The important point was made by the authors: the degree to which people accepted their pain was almost always related to “…individuals’ perceptions of improvement or deterioration in circumstances since their TKR. Those perceiving an improvement in pain or functioning expressed little distress and a more accepting attitude.”

One of the other studies I looked at while researching this post was a paper by Riddle, Wade, Jiranek and Kong (2010) which identified that pre-surgical pain catastrophising predicted post-surgical pain outcomes.

I wasn’t surprised at this – it makes sense that someone who catastrophises is likely to (a) be predisposed to having an over-active amygdala which will influence the way in which the whole sensitive nervous system responds to a planned insult to the body and (b) also interpret post-operative pain in an equally alarmed way. This doesn’t bode well for post-surgical recovery involving mobilising on a painful and possibly swollen knee, and especially in any hospital system that wants people discharged as soon as possible so the bed can be available for someone else.

We need to be cautious, though, about the way the Riddle, et al., study is interpreted – conclusions we can draw from many studies such as the Bourne, et al., (2010), Jeffery, et al., (2010), and many non-joint-replacement studies on back pain and disability show that it’s the distress, or how well the person adjusts to having ongoing pain, and the impact that this has on function, treatment seeking and well-being in general, not the pain intensity that seems to matter.

Returning to the Jeffrey, et al. (2011) study, presurgical preparation by the surgeon seemed to play an important role in how well people accepted ongoing pain.
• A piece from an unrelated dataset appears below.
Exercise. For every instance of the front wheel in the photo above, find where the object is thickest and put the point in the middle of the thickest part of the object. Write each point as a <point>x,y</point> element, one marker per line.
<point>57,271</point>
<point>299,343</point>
Those that had been advised that pain is likely seemed to view pain as normal, and were therefore more able view the pain as able to be tolerated.

Where am I going with this? The main points I want to make are these:

  • post-TKJR pain is common, with up to 30% of people continuing to have pain for 12 months after surgery
  • persistent pain is the most common reason for revision of TKJR
  • the degree of pain is not directly related to distress or function
  • there are several vulnerability factors that can be identified before surgery that are correlated with post-surgical pain
  • at least some of these factors can be addressed before surgery, while how we respond immediately after surgery can also have an impact

Maybe one of the best ways we can help people cope is to inform people prior to surgery that persistent pain afterwards is common, therefore not an indicator of something awful – then after surgery, give people with risk factors such as catastrophising, health anxiety, distress, low mood and limited social resources adequate and appropriate chronic pain self management sooner rather than later.

And perhaps surgeons could remember that surgery is not a quick fix for up to one third of their knee joint replacement patients.

Bourne, R. B., Chesworth, B. M., Davis, A. M., Mahomed, N. N., & Charron, K. D. (2010). Patient satisfaction after total knee arthroplasty: who is satisfied and who is not? Clinical Orthopaedics & Related Research, 468(1), 57-63.

Jeffery, A., Wylde, V., Blom, A., & Horwood, J. (2011). “It’s there and I’m stuck with it”: Patients’ experiences of chronic pain following total knee replacement surgery Arthritis Care & Research, 63 (2), 286-292 DOI: 10.1002/acr.20360

Riddle, D. L., Wade, J. B., Jiranek, W. A., & Kong, X. (2010). Preoperative pain catastrophizing predicts pain outcome after knee arthroplasty. Clinical Orthopaedics & Related Research, 468(3), 798-806.